Und von denen behauptet er, was hoffentlich auch schon bekannt ist (sei es aus Platon oder aus Aristoteles oder aus eigener Erfahrung), daß die Erkenntnisformen sich jeweils auf irgendeinen Gegenstand beziehen, daneben aber auch auf die Erkenntnis selber. Dieses Sich-beziehen-auf nennt man seit der Scholastik „Intention“ und bereits die Linguistik unterscheidet bei den Verben Transitivität, Intransivität, Reflexivität. 

Aristoteles sagt also, daß die kognitiven Verhalten hauptsächlich objektgerichtet sind, nebenbei aber auch reflexiv eingestellt. Ihre Intentionalität ist also immer schon zwischen mehreren Richtungen „gestreut“. 

Ich habe die Richtungen in hauptsächliche und nebensächliche unterschieden – eine Art Bewertung, die sich häufig pragmatisch durchsetzt. Ich würde sogar sagen, daß auch Aristoteles der Objektorientierung einen pragmatischen Vorrang einräumt, weil das Sich-zurechtfinden in der Welt Außenorientierung erfordert.

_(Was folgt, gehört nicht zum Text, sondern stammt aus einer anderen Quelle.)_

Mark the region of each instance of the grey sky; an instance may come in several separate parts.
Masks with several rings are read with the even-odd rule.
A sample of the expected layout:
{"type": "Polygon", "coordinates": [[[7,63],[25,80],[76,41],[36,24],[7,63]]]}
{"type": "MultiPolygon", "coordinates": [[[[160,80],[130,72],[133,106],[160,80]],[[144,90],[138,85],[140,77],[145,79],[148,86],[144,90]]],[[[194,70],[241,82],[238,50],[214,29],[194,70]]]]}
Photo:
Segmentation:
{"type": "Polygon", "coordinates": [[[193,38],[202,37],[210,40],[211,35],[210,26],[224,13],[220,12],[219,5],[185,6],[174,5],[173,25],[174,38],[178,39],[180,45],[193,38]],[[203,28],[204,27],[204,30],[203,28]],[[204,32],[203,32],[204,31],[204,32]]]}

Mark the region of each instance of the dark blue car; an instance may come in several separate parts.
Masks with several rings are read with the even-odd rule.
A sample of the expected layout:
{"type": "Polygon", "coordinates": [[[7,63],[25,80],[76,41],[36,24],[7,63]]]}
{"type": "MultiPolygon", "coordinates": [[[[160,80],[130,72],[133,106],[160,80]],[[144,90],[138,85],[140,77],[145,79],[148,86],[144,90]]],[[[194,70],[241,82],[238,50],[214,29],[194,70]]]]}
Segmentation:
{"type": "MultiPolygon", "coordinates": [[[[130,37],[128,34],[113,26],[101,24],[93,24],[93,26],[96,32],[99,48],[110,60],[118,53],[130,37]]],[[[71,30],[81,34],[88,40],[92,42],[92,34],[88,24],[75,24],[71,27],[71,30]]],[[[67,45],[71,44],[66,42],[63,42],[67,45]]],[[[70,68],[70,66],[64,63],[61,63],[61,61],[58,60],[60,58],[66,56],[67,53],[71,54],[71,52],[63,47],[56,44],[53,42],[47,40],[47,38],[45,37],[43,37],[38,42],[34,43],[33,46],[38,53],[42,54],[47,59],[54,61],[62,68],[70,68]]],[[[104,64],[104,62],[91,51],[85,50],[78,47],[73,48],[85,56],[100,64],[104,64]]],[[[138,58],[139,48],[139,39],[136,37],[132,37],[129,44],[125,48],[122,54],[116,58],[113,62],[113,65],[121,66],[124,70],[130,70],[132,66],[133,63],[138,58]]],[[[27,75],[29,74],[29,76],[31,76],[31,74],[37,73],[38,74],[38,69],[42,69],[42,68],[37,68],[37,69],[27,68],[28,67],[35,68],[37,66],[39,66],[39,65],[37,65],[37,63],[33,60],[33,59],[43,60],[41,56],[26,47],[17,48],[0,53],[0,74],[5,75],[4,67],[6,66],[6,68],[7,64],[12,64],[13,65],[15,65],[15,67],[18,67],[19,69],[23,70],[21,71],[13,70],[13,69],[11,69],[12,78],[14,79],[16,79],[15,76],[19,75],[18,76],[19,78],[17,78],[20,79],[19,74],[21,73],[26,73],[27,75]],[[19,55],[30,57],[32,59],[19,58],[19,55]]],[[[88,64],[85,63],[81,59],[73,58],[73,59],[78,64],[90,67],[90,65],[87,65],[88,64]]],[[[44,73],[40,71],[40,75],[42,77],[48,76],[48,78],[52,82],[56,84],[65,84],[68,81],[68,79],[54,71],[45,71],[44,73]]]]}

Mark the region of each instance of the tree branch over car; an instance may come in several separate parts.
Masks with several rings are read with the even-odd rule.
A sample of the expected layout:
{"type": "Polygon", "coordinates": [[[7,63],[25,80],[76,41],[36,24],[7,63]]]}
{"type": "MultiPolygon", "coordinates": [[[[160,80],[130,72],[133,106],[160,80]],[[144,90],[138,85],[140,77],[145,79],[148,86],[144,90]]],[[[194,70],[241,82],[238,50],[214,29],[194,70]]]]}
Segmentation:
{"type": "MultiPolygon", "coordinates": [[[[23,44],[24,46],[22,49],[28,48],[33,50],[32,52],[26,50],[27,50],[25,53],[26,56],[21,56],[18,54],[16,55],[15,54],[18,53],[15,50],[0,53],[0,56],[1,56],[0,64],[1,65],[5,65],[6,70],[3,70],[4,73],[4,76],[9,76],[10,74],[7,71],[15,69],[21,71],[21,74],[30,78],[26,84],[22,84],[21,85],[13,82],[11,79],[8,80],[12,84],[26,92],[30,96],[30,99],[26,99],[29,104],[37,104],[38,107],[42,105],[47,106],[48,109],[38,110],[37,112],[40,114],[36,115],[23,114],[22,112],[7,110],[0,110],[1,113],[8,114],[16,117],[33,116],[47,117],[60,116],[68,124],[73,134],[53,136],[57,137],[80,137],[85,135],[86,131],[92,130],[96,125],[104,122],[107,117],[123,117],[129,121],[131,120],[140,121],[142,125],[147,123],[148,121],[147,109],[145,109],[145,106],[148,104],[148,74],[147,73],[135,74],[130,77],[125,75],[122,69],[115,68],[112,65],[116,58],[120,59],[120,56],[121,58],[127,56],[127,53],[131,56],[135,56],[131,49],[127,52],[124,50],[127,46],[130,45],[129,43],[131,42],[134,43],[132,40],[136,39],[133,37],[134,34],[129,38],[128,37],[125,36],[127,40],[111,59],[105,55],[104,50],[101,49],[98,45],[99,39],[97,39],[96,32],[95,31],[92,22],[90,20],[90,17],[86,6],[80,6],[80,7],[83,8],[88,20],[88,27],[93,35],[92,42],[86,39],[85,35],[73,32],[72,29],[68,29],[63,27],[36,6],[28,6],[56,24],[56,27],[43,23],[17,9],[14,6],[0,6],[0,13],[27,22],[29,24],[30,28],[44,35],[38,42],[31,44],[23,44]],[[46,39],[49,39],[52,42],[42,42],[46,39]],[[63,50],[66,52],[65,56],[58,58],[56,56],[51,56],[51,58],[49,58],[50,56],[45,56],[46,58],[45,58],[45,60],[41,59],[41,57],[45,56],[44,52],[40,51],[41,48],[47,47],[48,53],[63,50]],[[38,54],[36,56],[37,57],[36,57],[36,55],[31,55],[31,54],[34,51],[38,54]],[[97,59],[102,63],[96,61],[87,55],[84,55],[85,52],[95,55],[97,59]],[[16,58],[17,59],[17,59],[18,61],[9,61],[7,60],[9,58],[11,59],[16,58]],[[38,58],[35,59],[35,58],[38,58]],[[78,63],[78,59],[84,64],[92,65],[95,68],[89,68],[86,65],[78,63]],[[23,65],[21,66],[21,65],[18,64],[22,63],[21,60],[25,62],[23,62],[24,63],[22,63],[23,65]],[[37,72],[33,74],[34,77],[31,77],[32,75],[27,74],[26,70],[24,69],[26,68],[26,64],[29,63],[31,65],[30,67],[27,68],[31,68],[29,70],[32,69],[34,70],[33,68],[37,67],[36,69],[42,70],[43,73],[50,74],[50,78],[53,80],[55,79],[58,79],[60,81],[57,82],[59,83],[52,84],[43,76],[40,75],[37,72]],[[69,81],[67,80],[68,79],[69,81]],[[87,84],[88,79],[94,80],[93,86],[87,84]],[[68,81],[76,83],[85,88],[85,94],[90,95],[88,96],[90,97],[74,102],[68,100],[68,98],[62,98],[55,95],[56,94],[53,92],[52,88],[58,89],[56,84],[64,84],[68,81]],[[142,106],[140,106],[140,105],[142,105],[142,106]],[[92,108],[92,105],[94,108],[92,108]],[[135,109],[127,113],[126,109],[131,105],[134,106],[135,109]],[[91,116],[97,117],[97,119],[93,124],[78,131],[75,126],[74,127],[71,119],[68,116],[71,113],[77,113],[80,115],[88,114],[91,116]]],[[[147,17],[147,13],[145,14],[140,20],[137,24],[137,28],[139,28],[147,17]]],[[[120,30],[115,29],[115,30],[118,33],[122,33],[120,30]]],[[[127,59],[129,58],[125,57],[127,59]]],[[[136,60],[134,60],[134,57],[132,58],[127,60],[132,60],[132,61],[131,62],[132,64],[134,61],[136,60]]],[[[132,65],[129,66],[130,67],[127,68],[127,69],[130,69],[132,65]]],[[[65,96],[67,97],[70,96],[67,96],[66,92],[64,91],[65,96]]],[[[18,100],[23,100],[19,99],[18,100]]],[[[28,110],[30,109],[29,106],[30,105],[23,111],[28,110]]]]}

Insofern es aber dabei darum geht, in der Welt sich zurechtzufinden, muß die Reflexiveinstellung ständig mitgeleistet werden. 

Neben so einem pragmatischen Gesichtspunkt spielt für die aristotelische Hervorhebung der Einswerdung des Denkens mit dem Gedachten eine ganz spezielle Erkenntnisontologie eine Rolle, die sich in zwei beinahe esoterischen Thesen ausdrückt: erstens daß sowohl das Erkennende wie auch das Erkannte sich aktualisieren und die beiden Aktualisierungen zusammenschießen, wobei Erkennendes und Erkanntes seinsmäßig unterschieden bleiben; zweitens daß die Seele irgendwie alle die Dinge ist.